LA: We made a huge list of people we thought were important to the scene including some GOAL DREAM people, some of which have expressed interest! As the concept for the book has expanded, we’re looking to get one of our dream people to write an introduction. It’s a lot of emailing, publicist tracking and trying to make a case that these artists should talk about something over ten years old instead of promoting whatever they’re doing now, which is kind of hard, but a lot of them get it.
What impact do you hope the book will have?
LA: I think there’s a lot of people who aren’t familiar with the term bloghouse who don’t think this is for them but actually were ingrained it in more than they realized. I’d love for those people to become more aware of the bigger picture and draw parallels between their involvement and the whole scene. I think it will give a lot more context to where we’re at now with big EDM and festival culture and online music discovery.
MG: Yeah, I also think it’s super important to have archives of cultural moments like this, that are kind of defined retroactively. (Like, nobody was using the term “bloghouse” at the time; it was just this undefined thing that was happening.) It makes me sad that all this shit I used to love is now wiped from the internet, and I wish I’d had the foresight to save more mp3s from that era, or archive my favorite Hipster Runoff posts, because so much of that is totally lost to time now, just a bunch of dead Zshare and Megaupload links. So there’s that element—just wanting to preserve these memories in some tangible way. But on a deeper level, since we’ve started this project, I’ve honestly felt spiritually energized by tapping back into how I felt at the time, the sense of discovery and possibility and excitement. Maybe that’s corny, but if other people get that from the book, then I’m happy.
Where can we find bloghouse's influence in today's current music scene?
LA: I think with the explosion of festival culture and the Soundcloud generation there are elements of bloghouse culture, but on a more mass consumer, readily available scale. I think with the way dance music has seeped into mainstream pop music is something that bloghouse was really making its way towards, from Kanye with Kid Sister to Calvin Harris’ journey to MSTRKRFT and John Legend being a great example of a dancified ballad.
MG: It's hard to concisely articulate its influence, I think, because bloghouse culture kind of just dissolved into the bloodstream of mainstream culture. “Genre” was such a more rigid and relevant construct in the mid-2000s, as opposed to now, where everything is everything. And dance music felt like a niche interest; I honestly believe that without bloghouse, you don’t get to the mainstreaming of EDM and the festival boom. And it’s kind of underwritten, but bloghouse had this pretty profound influence on rap, too. I mean, lowkey, Kid Cudi started off as a bloghouse rapper. He might not use that term, but it’s true!
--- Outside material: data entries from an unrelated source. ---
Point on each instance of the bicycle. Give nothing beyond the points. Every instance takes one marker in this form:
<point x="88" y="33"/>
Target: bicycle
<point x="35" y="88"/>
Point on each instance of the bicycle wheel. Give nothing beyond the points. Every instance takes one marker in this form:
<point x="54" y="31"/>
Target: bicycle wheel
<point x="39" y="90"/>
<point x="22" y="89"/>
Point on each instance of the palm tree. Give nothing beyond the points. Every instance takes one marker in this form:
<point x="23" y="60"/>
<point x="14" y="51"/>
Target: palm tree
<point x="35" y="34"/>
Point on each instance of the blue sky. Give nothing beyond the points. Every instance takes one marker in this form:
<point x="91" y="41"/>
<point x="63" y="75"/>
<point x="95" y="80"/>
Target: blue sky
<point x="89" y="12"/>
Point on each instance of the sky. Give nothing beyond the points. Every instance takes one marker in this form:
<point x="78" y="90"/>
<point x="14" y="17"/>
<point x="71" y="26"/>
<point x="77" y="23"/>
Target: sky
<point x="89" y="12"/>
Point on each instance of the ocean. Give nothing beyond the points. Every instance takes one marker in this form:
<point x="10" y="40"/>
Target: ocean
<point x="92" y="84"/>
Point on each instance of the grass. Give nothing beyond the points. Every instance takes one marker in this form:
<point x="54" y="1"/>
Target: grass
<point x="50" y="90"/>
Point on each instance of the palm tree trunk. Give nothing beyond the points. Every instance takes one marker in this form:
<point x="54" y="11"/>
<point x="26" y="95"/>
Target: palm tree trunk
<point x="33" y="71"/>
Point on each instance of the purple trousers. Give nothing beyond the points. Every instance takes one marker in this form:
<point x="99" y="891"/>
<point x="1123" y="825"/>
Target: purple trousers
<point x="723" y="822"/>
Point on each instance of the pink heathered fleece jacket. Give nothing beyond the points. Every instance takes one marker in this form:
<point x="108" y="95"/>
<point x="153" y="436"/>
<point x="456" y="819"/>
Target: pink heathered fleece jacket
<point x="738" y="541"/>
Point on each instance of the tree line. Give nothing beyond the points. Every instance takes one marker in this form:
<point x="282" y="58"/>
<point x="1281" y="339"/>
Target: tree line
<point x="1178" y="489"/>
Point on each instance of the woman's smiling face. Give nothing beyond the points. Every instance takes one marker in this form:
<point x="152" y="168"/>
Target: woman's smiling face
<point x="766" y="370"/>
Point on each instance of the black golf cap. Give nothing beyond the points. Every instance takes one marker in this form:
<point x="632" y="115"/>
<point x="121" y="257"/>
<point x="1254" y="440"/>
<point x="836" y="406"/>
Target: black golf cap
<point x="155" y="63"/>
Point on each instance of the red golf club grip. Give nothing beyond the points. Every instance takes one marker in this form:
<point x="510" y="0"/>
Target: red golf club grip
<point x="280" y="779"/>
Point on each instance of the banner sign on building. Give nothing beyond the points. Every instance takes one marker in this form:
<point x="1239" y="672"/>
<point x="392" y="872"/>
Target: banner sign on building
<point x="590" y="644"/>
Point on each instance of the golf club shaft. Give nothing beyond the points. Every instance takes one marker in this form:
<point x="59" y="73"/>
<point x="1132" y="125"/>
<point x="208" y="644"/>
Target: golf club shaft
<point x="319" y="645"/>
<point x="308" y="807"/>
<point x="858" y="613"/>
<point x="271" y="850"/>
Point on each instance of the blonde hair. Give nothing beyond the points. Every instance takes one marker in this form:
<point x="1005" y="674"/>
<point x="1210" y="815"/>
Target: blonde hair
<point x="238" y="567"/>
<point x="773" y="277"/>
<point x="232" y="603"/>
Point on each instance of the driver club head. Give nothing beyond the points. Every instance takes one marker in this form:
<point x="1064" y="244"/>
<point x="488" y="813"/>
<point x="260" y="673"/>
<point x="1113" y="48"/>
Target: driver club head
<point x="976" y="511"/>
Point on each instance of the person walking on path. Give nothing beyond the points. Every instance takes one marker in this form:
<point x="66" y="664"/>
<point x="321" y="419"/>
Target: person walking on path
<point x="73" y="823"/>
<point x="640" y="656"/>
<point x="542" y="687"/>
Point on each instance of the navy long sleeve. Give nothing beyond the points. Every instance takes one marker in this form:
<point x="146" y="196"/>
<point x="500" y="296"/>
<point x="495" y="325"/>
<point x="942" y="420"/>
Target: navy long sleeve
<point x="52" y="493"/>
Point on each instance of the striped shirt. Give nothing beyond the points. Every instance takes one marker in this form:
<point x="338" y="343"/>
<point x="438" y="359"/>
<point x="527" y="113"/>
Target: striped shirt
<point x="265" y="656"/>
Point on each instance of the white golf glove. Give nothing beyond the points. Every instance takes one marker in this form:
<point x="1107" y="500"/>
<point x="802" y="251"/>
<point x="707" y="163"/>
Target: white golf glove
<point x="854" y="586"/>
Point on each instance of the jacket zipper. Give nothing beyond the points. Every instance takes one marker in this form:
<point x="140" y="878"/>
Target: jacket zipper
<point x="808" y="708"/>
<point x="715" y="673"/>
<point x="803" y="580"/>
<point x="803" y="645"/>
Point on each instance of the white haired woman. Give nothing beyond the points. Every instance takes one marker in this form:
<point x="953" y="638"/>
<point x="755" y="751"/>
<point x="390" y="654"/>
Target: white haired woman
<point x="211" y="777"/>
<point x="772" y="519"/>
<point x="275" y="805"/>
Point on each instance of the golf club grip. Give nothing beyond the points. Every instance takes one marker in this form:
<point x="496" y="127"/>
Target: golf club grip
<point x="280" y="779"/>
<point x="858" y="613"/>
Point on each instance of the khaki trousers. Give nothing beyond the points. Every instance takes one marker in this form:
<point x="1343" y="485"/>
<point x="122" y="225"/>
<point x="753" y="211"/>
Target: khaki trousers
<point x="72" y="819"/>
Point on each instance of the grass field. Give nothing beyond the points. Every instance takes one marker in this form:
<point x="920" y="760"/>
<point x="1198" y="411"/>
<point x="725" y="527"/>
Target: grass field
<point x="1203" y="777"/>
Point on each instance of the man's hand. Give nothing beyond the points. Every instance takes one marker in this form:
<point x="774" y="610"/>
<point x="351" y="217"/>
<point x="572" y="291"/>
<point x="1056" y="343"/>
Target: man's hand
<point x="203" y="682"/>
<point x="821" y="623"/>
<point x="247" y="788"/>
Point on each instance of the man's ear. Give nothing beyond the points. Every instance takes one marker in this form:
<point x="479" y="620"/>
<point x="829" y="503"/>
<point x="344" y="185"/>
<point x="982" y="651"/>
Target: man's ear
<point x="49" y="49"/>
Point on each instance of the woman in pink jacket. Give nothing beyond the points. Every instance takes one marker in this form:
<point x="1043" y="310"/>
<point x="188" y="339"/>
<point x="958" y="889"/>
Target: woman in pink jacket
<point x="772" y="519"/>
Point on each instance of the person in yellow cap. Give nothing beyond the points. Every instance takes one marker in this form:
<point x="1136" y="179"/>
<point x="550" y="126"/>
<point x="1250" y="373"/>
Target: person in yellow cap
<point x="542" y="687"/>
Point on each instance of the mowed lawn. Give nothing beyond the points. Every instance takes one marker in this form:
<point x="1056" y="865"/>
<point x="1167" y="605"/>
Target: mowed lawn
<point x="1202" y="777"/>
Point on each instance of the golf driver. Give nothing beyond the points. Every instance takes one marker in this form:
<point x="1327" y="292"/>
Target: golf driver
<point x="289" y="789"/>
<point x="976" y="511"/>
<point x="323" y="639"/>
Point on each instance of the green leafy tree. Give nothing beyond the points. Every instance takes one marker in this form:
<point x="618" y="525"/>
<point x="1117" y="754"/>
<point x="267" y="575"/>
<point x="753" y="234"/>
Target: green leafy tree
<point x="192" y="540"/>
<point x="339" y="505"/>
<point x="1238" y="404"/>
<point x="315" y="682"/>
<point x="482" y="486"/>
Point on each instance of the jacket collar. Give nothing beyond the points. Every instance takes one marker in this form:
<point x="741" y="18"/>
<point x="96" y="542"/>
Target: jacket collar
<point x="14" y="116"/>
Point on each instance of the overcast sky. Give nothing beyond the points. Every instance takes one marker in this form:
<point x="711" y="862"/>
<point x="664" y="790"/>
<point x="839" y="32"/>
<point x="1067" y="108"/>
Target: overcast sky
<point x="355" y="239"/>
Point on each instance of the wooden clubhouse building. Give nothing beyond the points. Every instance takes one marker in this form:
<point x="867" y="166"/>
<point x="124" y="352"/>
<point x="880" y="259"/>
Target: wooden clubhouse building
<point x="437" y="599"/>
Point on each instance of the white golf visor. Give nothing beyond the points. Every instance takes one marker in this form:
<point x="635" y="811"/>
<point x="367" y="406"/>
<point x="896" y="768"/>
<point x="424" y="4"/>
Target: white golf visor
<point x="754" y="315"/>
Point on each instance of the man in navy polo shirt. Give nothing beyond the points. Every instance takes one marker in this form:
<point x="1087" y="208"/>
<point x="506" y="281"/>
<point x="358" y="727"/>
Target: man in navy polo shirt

Do you believe we'll ever experience another movement like bloghouse?
MG: I honestly don’t think it can ever truly “come back” or have a revival that goes beyond nostalgia; it had to happen exactly when it happened. The internet as it exists right now simply can’t foster that kind of movement. Bloghouse might have been the first and last movement in dance music that could flourish online. And Lina’s right, Soundcloud rap is probably the current equivalent, but at the same time, as much as that’s technically an “underground” rap movement that went mainstream, it’s also so tied up in major label corporate fuckshit. The internet sucks now; everyone would probably be better off building things in real life.